針對物質的拓撲(Topology)相變研究——例如瞬態量子狀態變成超導現象,其重要性已經獲得瑞典皇家科學院(The Royal Swedish Academy of Sciences)決議頒發諾貝爾物理奬(Nobel Prize)了。2016年的諾貝爾物理奬得主是美國華盛頓大學(University of Washington)教授David Thouless (獲1/2奬金)、普林斯頓大學(Princeton University)教授Duncan Haldane (獲1/4奬金)以及布朗大學(Brown University)教授Michael Kosterlitz (獲1/4奬金)。

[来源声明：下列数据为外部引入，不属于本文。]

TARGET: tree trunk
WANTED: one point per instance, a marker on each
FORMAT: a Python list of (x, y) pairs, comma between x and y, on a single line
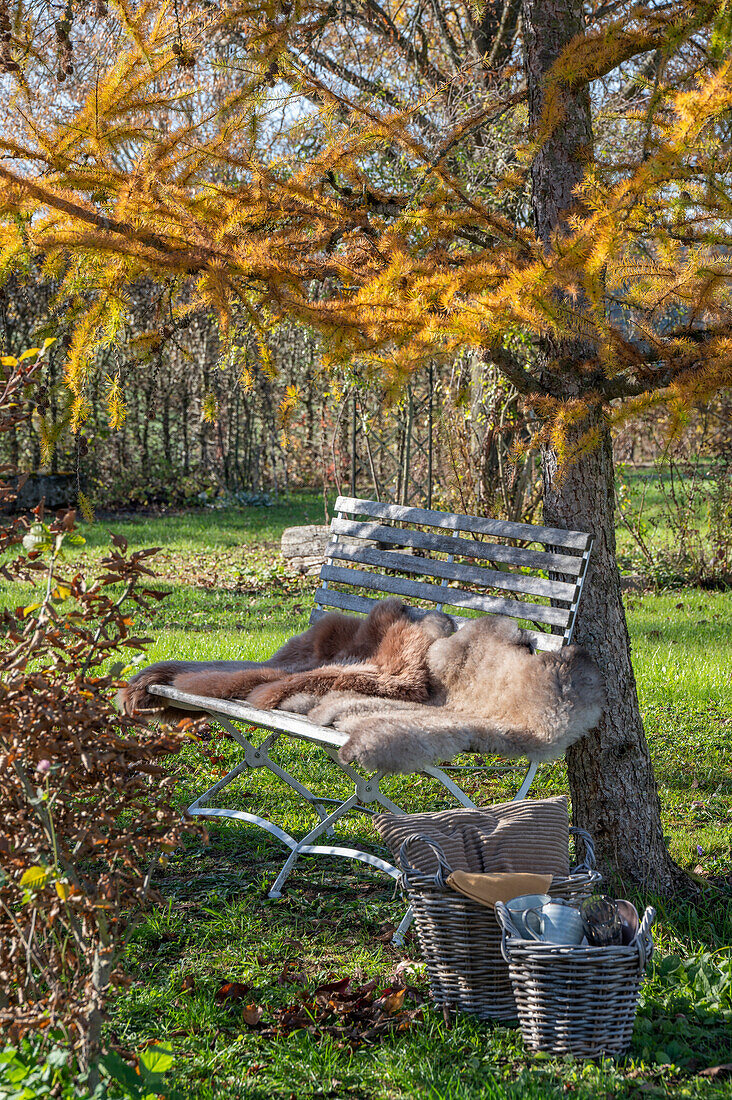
[(611, 780)]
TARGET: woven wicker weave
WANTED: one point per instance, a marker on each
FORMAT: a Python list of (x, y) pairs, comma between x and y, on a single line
[(574, 999), (461, 941)]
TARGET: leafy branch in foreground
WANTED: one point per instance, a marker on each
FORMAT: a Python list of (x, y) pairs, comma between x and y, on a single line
[(86, 803)]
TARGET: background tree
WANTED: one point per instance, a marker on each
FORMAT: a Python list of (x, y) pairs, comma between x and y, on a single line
[(242, 202)]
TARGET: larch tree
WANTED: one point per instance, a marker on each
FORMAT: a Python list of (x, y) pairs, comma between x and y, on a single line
[(209, 146)]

超導、超流(superfluidity)與磁性等現象為什麼能以低溫存在於超薄物質中?為什麼在高溫下即失去這種特性,而使物質釋放其拓撲特性?這些研究人員提出的拓撲理論為此提供了新的解釋。

這些發現可望實現室溫超導現象,但可能採取的是另一種發展路線。這不禁讓人想起1972年的諾貝爾獎頒發給Leon Cooper、John Bardeen與John Schrieffer,因為他們發表了超導的BCS理論——「超導電子對」(Cooper pairs)的概念。但瑞典皇家科學院當時預期在室溫超導的突破卻從未實現。這一次,瑞典皇家科學院看好的是在量子電腦的突破,期望以高度抽象的拓撲概念,從量子力學開啟超導研究新方向。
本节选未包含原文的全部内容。